Il me semble que c’est important de pousser des coups de gueule de temps en temps, ne serait-ce que pour soi-même. Je refuse de céder face à un débordement de culpabilité, et je le revendique ! Ce n’est pas en écrivant ces lignes que je vais changer le monde, mais si je ne le fais pas, qui s’exprimera pour moi ? Qui s’indignera, si c’est moi qui ressens de l’injustice ? Comment ferais-je bouger les lignes — non seulement en moi, mais aussi autour de moi — si je me tais, enfermée dans cette fichue culpabilité ?

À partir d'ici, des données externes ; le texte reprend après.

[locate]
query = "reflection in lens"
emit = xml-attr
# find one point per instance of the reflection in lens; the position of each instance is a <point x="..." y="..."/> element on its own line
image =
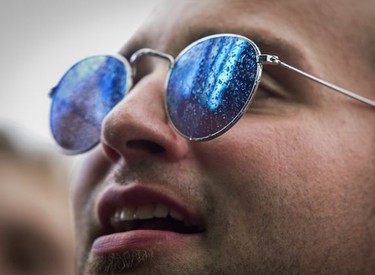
<point x="82" y="99"/>
<point x="210" y="85"/>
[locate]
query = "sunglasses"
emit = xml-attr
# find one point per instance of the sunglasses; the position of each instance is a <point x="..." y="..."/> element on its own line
<point x="209" y="87"/>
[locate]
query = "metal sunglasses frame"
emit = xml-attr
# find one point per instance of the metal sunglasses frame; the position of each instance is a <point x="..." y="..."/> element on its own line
<point x="262" y="59"/>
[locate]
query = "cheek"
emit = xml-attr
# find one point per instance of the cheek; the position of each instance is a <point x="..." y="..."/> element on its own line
<point x="308" y="164"/>
<point x="91" y="172"/>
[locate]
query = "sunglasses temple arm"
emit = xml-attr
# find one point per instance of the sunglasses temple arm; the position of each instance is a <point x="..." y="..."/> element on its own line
<point x="274" y="60"/>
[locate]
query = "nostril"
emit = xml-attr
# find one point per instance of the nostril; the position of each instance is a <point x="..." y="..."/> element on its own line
<point x="145" y="145"/>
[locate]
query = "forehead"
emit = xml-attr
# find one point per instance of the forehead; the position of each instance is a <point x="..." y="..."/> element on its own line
<point x="174" y="24"/>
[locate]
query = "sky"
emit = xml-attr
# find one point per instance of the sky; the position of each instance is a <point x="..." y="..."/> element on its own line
<point x="41" y="39"/>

Si je peux agir à mon niveau pour ne pas tomber malade, je le ferai.
Enfin, peut-être pas tout le temps, parce que j’ai souvent plusieurs défis à relever de front, ou pas tout de suite, parce que la saison des barbecues commence tout juste, et aussi parce que je viens de trouver une nouvelle série que j’adore sur Netflix… Mais je ne peux pas ni ne veux raisonner tout le temps en facteurs de risque, sinon je serais sans cesse dans l’auto-jugement et l’auto-condamnation.
J’ai la chance de n’être jamais passée par la maladie. Mais si cela devait m’arriver, j’imagine que je ne voudrais pas utiliser mes ressources — en temps et en énergie — pour me combattre moi-même, mais plutôt pour continuer à relever des défis qui, selon ma propre conception, en vaudraient la peine : prendre soin de moi, mettre un pas devant l’autre, au sens propre comme au sens figuré, faire les choses qui sont importantes pour moi, et être présente pour ceux que j’aime.
La culpabilité est un cocktail d’émotions désagréables — honte, tristesse, mépris, colère — qui a néanmoins sa justification initiale :
elle émerge quand on se juge responsable d’avoir transgressé ses propres principes. Son rôle est de nous signaler que nous avons franchi une borne, enfreint une règle, incitant ainsi à agir pour remédier à la situation. Le problème réside dans l’excès, qui nourrit un sentiment de culpabilité persistant au lieu de favoriser une résolution constructive. Sans une réévaluation des causes et des contextes de ce sentiment, on s’enlise dans une auto-culpabilisation continue.
C’est cela qui est nocif pour ma santé physique, morale, psychologique, et que je veux anéantir de ma vie, pour qu’elle ne me gâche plus aucun instant précieux. Si je fais des erreurs et que je doive les réparer, d’accord. Si j’ai à demander pardon, d’accord. Si je peux m’ajuster, m’améliorer, m’étirer, d’accord. Mais vivre le doigt pointé sur moi, porter sur mes épaules un fardeau qui n’est pas le mien, « prendre sur moi » systématiquement, non.
Chère Fabuleuse, j’ai écrit ces mots pour moi, mais aussi pour toi.
Si, en parcourant ces lignes, tu te reconnais ne serait-ce qu’un peu, je t’encourage à choisir judicieusement tes combats. Adopte l’art du tri sélectif dans ta vie : conserve ce qui t’apporte de la valeur et éloigne ce qui t’alourdit. Et par-dessus tout, choisis-toi.